Ausgerechnet in seiner Heimatstadt ging man dagegen mit dem Namen des größten Dresdner Sportlers wechselhaft um. Die im Krieg schwer zerstörte Ilgen-Kampfbahn, die 1941 der Schauplatz des Weltrekords über 1.000 Meter (2:21,5 min) war, erhielt am 23. September 1951 den Namen Rudolf- Harbig-Stadion. 20 Jahre später wurde es in Dynamo-Stadion umbenannt. Ein Soldat, der gegen die Sowjetunion gekämpft hatte, passte der SED nicht. Harbigs damals noch lebende Mutter war fassungslos. Seltsamerweise war ein Anschluss mit dem Name Rudolf-Harbig-Stadion noch in der letzten Telefonbuch-Ausgabe vor dem Ende der DDR zu finden. So hieß die Sportstätte auch nach der Wende wieder.
Rudolf-Harbig-Preis
Im Zug der Zeit wurde sie in ein reines Fußballstadion umgebaut und 2010 in Glücksgas-Stadion umbenannt. Als der Tag näher rückte, an dem sich der Geburtstag des großen Sportlers zum 100. Mal jährte, beantragte die FDP im Stadtrat, dass eine Schule oder Straße den Namen Rudolf Harbig tragen solle. Der Vorschlag fand Gehör: Am 8. November – 100 Jahre nach der Geburt Rudolf Harbigs – wird ein bisher namenloser Weg in der Nähe des DSC-Stadions, in dem einst der unvergessene Rekordmann trainierte, den Namen der Lauf-Legende erhalten.

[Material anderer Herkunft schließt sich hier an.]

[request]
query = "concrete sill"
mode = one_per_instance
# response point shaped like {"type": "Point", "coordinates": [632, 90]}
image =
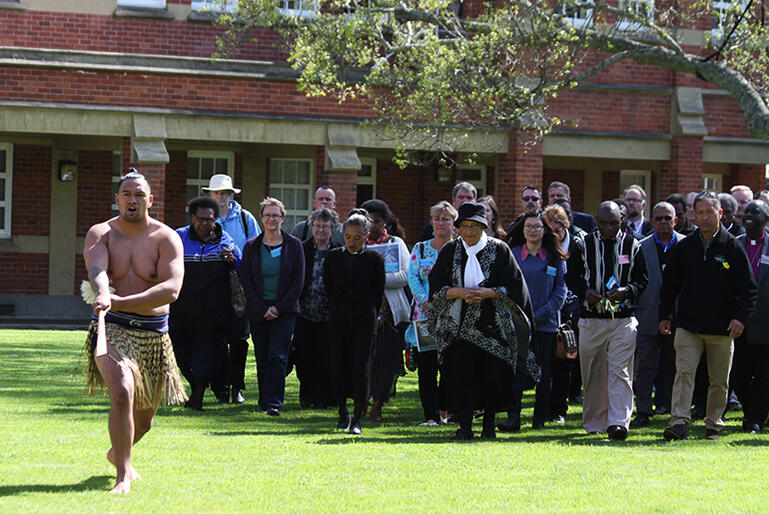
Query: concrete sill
{"type": "Point", "coordinates": [142, 12]}
{"type": "Point", "coordinates": [12, 5]}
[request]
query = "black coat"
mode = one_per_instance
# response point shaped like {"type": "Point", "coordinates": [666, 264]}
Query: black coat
{"type": "Point", "coordinates": [710, 288]}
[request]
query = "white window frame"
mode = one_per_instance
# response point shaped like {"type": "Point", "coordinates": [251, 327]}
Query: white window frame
{"type": "Point", "coordinates": [717, 182]}
{"type": "Point", "coordinates": [580, 21]}
{"type": "Point", "coordinates": [214, 5]}
{"type": "Point", "coordinates": [480, 185]}
{"type": "Point", "coordinates": [647, 183]}
{"type": "Point", "coordinates": [151, 4]}
{"type": "Point", "coordinates": [302, 11]}
{"type": "Point", "coordinates": [5, 233]}
{"type": "Point", "coordinates": [201, 182]}
{"type": "Point", "coordinates": [633, 7]}
{"type": "Point", "coordinates": [300, 214]}
{"type": "Point", "coordinates": [368, 181]}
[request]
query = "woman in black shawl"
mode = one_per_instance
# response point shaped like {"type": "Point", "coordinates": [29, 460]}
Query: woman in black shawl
{"type": "Point", "coordinates": [479, 312]}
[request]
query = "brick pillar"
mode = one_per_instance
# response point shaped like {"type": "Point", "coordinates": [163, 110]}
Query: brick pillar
{"type": "Point", "coordinates": [343, 182]}
{"type": "Point", "coordinates": [683, 172]}
{"type": "Point", "coordinates": [156, 176]}
{"type": "Point", "coordinates": [751, 175]}
{"type": "Point", "coordinates": [521, 166]}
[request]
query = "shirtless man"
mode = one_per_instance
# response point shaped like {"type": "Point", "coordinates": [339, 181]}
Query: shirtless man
{"type": "Point", "coordinates": [142, 259]}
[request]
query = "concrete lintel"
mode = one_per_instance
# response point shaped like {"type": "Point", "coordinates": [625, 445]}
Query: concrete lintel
{"type": "Point", "coordinates": [343, 134]}
{"type": "Point", "coordinates": [342, 159]}
{"type": "Point", "coordinates": [149, 152]}
{"type": "Point", "coordinates": [149, 127]}
{"type": "Point", "coordinates": [737, 152]}
{"type": "Point", "coordinates": [606, 147]}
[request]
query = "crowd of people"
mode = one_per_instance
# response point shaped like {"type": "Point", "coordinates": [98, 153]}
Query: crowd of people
{"type": "Point", "coordinates": [665, 309]}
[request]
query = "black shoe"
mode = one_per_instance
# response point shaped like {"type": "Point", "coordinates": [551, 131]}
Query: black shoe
{"type": "Point", "coordinates": [675, 433]}
{"type": "Point", "coordinates": [513, 424]}
{"type": "Point", "coordinates": [463, 434]}
{"type": "Point", "coordinates": [640, 421]}
{"type": "Point", "coordinates": [344, 422]}
{"type": "Point", "coordinates": [617, 433]}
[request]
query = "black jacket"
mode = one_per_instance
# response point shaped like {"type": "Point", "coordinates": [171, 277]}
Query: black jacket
{"type": "Point", "coordinates": [709, 287]}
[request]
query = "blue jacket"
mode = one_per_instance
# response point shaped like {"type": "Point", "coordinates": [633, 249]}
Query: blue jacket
{"type": "Point", "coordinates": [204, 301]}
{"type": "Point", "coordinates": [233, 225]}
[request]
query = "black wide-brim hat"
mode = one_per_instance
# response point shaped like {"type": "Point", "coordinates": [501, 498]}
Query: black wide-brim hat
{"type": "Point", "coordinates": [472, 211]}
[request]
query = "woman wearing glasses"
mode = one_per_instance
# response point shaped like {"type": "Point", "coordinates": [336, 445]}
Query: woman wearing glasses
{"type": "Point", "coordinates": [311, 353]}
{"type": "Point", "coordinates": [273, 278]}
{"type": "Point", "coordinates": [542, 261]}
{"type": "Point", "coordinates": [477, 312]}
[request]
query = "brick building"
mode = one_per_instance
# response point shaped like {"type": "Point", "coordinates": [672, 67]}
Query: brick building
{"type": "Point", "coordinates": [89, 88]}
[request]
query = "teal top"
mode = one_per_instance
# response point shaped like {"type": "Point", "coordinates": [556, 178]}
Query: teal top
{"type": "Point", "coordinates": [270, 271]}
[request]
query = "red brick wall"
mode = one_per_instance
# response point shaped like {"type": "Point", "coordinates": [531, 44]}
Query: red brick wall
{"type": "Point", "coordinates": [24, 273]}
{"type": "Point", "coordinates": [94, 189]}
{"type": "Point", "coordinates": [575, 179]}
{"type": "Point", "coordinates": [31, 215]}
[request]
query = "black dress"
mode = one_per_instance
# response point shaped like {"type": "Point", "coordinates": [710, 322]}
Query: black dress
{"type": "Point", "coordinates": [355, 287]}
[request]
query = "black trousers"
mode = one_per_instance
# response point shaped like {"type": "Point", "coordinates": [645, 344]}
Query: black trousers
{"type": "Point", "coordinates": [544, 349]}
{"type": "Point", "coordinates": [750, 379]}
{"type": "Point", "coordinates": [351, 338]}
{"type": "Point", "coordinates": [432, 393]}
{"type": "Point", "coordinates": [313, 362]}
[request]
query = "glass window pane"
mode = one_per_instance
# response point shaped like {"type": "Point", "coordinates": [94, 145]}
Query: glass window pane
{"type": "Point", "coordinates": [289, 172]}
{"type": "Point", "coordinates": [193, 167]}
{"type": "Point", "coordinates": [206, 167]}
{"type": "Point", "coordinates": [302, 200]}
{"type": "Point", "coordinates": [289, 199]}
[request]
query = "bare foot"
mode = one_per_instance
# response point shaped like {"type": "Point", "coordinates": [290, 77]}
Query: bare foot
{"type": "Point", "coordinates": [122, 487]}
{"type": "Point", "coordinates": [132, 473]}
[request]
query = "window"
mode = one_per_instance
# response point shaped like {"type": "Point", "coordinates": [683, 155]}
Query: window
{"type": "Point", "coordinates": [576, 14]}
{"type": "Point", "coordinates": [711, 182]}
{"type": "Point", "coordinates": [214, 5]}
{"type": "Point", "coordinates": [301, 8]}
{"type": "Point", "coordinates": [641, 8]}
{"type": "Point", "coordinates": [201, 166]}
{"type": "Point", "coordinates": [476, 175]}
{"type": "Point", "coordinates": [6, 176]}
{"type": "Point", "coordinates": [291, 182]}
{"type": "Point", "coordinates": [366, 181]}
{"type": "Point", "coordinates": [154, 4]}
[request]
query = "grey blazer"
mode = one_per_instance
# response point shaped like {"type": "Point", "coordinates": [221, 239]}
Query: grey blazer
{"type": "Point", "coordinates": [758, 326]}
{"type": "Point", "coordinates": [647, 312]}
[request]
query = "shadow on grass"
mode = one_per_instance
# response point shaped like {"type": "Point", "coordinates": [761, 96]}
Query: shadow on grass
{"type": "Point", "coordinates": [98, 482]}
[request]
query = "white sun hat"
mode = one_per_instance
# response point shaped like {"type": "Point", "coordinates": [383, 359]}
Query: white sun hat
{"type": "Point", "coordinates": [221, 182]}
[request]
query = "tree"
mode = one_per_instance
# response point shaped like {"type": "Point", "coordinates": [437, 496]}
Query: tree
{"type": "Point", "coordinates": [427, 67]}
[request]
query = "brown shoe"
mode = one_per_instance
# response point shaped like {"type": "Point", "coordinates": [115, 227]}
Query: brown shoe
{"type": "Point", "coordinates": [675, 433]}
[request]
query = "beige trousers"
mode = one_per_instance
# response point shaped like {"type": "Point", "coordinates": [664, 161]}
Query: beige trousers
{"type": "Point", "coordinates": [719, 351]}
{"type": "Point", "coordinates": [606, 355]}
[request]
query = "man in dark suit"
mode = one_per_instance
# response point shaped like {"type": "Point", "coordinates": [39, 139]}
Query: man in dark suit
{"type": "Point", "coordinates": [750, 369]}
{"type": "Point", "coordinates": [649, 342]}
{"type": "Point", "coordinates": [560, 191]}
{"type": "Point", "coordinates": [635, 198]}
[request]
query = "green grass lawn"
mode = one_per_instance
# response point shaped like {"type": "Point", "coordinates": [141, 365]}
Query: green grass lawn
{"type": "Point", "coordinates": [53, 438]}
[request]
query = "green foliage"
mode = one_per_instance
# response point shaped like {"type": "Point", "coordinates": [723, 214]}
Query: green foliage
{"type": "Point", "coordinates": [232, 458]}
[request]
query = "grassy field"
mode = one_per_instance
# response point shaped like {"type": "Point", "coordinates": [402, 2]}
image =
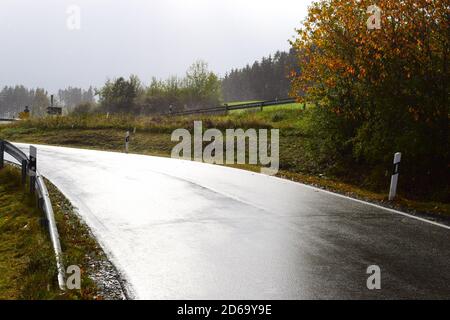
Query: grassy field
{"type": "Point", "coordinates": [153, 138]}
{"type": "Point", "coordinates": [27, 261]}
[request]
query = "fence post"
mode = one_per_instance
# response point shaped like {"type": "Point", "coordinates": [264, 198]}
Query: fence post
{"type": "Point", "coordinates": [32, 167]}
{"type": "Point", "coordinates": [2, 154]}
{"type": "Point", "coordinates": [127, 141]}
{"type": "Point", "coordinates": [394, 178]}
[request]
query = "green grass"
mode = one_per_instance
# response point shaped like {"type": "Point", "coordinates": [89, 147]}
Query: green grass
{"type": "Point", "coordinates": [27, 262]}
{"type": "Point", "coordinates": [153, 138]}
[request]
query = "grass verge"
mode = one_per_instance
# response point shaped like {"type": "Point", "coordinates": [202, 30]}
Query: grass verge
{"type": "Point", "coordinates": [27, 261]}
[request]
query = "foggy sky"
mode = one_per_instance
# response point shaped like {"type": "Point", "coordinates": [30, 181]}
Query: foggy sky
{"type": "Point", "coordinates": [143, 37]}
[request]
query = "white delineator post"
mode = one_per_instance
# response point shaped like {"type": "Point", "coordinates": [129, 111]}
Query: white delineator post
{"type": "Point", "coordinates": [127, 141]}
{"type": "Point", "coordinates": [394, 178]}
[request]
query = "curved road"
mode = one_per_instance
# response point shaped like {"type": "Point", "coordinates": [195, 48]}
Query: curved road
{"type": "Point", "coordinates": [186, 230]}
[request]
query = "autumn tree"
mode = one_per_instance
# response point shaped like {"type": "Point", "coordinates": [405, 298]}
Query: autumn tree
{"type": "Point", "coordinates": [379, 91]}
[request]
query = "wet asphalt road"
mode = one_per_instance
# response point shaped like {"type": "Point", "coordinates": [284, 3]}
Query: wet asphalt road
{"type": "Point", "coordinates": [186, 230]}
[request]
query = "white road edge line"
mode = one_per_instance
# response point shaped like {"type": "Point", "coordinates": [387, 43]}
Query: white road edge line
{"type": "Point", "coordinates": [370, 204]}
{"type": "Point", "coordinates": [306, 185]}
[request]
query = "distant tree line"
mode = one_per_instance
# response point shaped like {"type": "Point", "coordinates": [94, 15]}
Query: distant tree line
{"type": "Point", "coordinates": [264, 80]}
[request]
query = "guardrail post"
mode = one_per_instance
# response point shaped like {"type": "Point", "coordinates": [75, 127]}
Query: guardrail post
{"type": "Point", "coordinates": [127, 141]}
{"type": "Point", "coordinates": [2, 154]}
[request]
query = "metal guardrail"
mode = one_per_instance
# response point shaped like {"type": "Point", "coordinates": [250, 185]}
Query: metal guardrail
{"type": "Point", "coordinates": [44, 202]}
{"type": "Point", "coordinates": [226, 108]}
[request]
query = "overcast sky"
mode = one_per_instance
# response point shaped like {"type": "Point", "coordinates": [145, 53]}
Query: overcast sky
{"type": "Point", "coordinates": [42, 46]}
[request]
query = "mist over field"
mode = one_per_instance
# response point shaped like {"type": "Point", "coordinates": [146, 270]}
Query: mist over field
{"type": "Point", "coordinates": [145, 38]}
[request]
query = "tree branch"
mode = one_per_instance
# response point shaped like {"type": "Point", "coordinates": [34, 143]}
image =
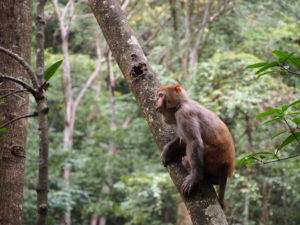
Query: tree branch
{"type": "Point", "coordinates": [203, 206]}
{"type": "Point", "coordinates": [277, 160]}
{"type": "Point", "coordinates": [14, 92]}
{"type": "Point", "coordinates": [20, 60]}
{"type": "Point", "coordinates": [289, 71]}
{"type": "Point", "coordinates": [221, 10]}
{"type": "Point", "coordinates": [22, 83]}
{"type": "Point", "coordinates": [18, 118]}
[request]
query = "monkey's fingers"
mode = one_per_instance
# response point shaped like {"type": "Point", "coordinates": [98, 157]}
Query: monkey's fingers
{"type": "Point", "coordinates": [164, 159]}
{"type": "Point", "coordinates": [188, 186]}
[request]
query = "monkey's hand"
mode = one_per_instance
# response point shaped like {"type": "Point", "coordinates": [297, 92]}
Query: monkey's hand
{"type": "Point", "coordinates": [188, 186]}
{"type": "Point", "coordinates": [165, 156]}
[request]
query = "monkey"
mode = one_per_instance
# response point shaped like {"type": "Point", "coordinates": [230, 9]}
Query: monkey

Zu Ehren des großen Läufers wird seit 1950 der Rudolf-Harbig-Preis als Wandertrophäe jeweils an einen „würdigen und verdienten Leichtathleten, der in Haltung und Leistung als Vorbild für die Jugend gelten kann“ vergeben. Aktueller Preisträger ist der WM-Dritte im Stabhochsprung, Björn Otto (ASV Köln).